Second: GoGo, at its heart, is just a beat, a beat knocked out on congas or paint buckets. Despite many efforts, this sound just isn't proprietary, it's more of an open-spource code.
Where Chuck Brown has been most successful, is in respecting the GoGo animal. (Did I really just write that?) He hasn't tried to own it or tame it. Instead he presides over it in the James Brown mold; as a showman, a bandleader, as, they might say in Vegas,"a professional's professional." He has hemmed a medley of styles to it's beats; funk, jazz, blues, and given it a diversity that is the trademark of his 40 year career.
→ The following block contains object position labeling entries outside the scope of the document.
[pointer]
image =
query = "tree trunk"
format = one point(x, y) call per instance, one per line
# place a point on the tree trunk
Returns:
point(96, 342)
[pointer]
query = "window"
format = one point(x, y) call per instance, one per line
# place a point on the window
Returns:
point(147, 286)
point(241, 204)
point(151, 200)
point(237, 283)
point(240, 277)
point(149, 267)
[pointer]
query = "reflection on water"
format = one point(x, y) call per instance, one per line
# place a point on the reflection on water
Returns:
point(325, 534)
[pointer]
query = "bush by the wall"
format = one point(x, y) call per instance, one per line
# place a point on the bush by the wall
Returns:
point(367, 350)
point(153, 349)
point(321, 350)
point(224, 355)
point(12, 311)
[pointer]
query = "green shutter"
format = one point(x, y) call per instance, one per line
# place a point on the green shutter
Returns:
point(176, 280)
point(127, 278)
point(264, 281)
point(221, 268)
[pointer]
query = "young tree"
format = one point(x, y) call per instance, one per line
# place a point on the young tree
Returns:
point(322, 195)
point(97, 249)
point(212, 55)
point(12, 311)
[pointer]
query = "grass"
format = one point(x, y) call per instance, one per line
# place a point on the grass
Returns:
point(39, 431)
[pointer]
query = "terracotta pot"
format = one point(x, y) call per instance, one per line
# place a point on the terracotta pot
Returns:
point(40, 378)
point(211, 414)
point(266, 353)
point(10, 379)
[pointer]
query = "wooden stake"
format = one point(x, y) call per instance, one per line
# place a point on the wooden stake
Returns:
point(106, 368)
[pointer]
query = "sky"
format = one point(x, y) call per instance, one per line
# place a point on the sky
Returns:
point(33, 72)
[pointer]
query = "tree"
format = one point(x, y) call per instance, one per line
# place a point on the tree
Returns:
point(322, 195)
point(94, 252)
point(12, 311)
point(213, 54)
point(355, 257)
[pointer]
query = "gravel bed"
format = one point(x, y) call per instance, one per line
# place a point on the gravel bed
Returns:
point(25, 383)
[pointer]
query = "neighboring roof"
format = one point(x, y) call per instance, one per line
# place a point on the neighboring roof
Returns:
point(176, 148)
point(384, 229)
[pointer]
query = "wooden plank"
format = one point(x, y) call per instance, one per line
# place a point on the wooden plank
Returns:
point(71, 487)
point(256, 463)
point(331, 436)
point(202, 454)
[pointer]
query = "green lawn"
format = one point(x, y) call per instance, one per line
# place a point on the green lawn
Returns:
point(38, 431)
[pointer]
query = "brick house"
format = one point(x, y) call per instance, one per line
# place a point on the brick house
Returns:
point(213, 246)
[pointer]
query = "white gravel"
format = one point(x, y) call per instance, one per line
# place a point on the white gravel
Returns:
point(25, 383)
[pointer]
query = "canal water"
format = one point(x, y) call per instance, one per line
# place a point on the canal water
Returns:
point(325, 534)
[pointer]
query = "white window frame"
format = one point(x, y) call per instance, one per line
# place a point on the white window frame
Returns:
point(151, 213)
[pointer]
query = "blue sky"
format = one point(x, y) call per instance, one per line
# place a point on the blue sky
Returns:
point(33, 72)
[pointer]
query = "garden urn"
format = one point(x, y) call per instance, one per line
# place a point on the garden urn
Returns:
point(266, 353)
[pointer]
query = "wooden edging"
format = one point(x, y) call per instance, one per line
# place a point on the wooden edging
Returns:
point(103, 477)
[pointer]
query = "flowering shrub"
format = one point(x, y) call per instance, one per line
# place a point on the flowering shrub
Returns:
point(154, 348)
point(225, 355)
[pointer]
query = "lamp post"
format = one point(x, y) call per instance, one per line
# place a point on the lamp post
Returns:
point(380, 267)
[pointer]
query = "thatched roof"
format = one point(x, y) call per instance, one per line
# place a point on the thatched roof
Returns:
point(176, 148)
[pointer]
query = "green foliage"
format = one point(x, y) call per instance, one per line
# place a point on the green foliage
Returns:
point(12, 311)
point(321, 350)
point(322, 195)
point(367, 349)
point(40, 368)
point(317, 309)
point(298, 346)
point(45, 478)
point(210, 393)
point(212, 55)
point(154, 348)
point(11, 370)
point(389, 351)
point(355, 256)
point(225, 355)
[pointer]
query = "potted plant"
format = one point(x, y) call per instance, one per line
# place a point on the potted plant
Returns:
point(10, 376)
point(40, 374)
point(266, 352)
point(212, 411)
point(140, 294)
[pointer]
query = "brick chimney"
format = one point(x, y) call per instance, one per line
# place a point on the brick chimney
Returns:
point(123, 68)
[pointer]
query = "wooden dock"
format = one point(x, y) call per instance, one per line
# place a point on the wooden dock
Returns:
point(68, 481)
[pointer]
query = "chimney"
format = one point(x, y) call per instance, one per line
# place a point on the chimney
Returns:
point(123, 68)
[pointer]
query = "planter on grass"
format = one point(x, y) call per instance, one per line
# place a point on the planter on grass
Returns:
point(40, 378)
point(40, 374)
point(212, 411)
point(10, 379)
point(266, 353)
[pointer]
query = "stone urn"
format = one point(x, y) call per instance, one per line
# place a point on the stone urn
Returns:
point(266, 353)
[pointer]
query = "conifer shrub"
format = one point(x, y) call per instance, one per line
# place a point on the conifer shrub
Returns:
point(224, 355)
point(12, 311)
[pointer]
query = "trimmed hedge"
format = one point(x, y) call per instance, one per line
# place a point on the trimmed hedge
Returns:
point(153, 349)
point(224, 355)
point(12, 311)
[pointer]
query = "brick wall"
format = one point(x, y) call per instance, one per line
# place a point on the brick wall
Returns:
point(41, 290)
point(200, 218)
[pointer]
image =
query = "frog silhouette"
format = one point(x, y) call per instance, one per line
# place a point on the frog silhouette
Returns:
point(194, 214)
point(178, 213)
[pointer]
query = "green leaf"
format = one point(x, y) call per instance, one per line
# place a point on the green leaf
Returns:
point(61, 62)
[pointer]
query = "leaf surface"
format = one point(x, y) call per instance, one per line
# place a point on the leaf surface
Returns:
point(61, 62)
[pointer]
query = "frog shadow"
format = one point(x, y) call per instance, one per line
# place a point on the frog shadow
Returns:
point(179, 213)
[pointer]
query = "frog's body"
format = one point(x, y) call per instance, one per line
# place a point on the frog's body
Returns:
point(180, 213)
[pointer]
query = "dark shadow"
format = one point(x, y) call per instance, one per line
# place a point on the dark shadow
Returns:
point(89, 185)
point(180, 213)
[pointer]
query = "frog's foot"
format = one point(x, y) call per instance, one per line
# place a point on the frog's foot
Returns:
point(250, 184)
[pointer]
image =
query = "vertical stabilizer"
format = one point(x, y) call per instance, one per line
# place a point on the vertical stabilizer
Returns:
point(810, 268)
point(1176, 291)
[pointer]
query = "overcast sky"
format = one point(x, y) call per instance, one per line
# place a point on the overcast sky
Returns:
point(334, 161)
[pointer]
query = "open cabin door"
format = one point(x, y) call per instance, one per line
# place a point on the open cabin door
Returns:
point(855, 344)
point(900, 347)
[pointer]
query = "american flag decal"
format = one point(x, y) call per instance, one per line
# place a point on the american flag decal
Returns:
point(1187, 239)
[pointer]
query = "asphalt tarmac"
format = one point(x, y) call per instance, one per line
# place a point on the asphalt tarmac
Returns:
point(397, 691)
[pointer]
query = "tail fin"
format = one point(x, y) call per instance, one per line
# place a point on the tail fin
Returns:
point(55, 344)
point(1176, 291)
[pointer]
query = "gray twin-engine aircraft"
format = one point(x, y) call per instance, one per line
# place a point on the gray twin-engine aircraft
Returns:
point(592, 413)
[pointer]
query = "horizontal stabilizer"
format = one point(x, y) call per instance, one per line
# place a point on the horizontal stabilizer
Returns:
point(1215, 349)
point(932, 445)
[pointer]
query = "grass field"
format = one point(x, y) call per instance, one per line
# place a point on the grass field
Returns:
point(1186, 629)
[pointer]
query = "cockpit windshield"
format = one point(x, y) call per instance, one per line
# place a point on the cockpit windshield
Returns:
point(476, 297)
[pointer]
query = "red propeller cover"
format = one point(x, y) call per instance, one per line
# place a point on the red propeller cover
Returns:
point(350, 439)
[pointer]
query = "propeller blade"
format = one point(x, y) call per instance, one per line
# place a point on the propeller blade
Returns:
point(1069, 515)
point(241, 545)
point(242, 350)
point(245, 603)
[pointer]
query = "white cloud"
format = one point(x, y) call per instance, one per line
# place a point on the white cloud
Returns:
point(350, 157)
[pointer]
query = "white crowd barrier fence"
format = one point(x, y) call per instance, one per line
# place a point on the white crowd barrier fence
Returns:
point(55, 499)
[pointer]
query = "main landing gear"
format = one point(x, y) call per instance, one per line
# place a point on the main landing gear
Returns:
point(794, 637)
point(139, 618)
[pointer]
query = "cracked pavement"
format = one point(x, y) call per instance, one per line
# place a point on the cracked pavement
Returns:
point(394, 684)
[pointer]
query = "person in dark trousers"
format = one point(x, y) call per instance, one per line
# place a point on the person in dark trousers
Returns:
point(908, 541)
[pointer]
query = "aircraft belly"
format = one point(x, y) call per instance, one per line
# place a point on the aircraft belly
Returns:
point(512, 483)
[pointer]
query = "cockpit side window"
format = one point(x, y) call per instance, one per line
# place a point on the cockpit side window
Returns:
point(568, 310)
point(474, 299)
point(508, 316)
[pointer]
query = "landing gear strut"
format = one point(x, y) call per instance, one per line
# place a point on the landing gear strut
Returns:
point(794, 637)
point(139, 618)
Bustin' Loose, Woody Woodpecker and We Need Some Money are the classic cuts. I just saw this astonishing video for Bustin' Loose last week: Chuck appears to have borrowed Rick James' BeDazzler and set it to full-auto.
A couple months ago Brown released a new CD, and at age 72, hasn't lost that swing. Especially on the contemporary single Chuck Baby, which features his daughter 'KK' doing her best Missy Elliott impression.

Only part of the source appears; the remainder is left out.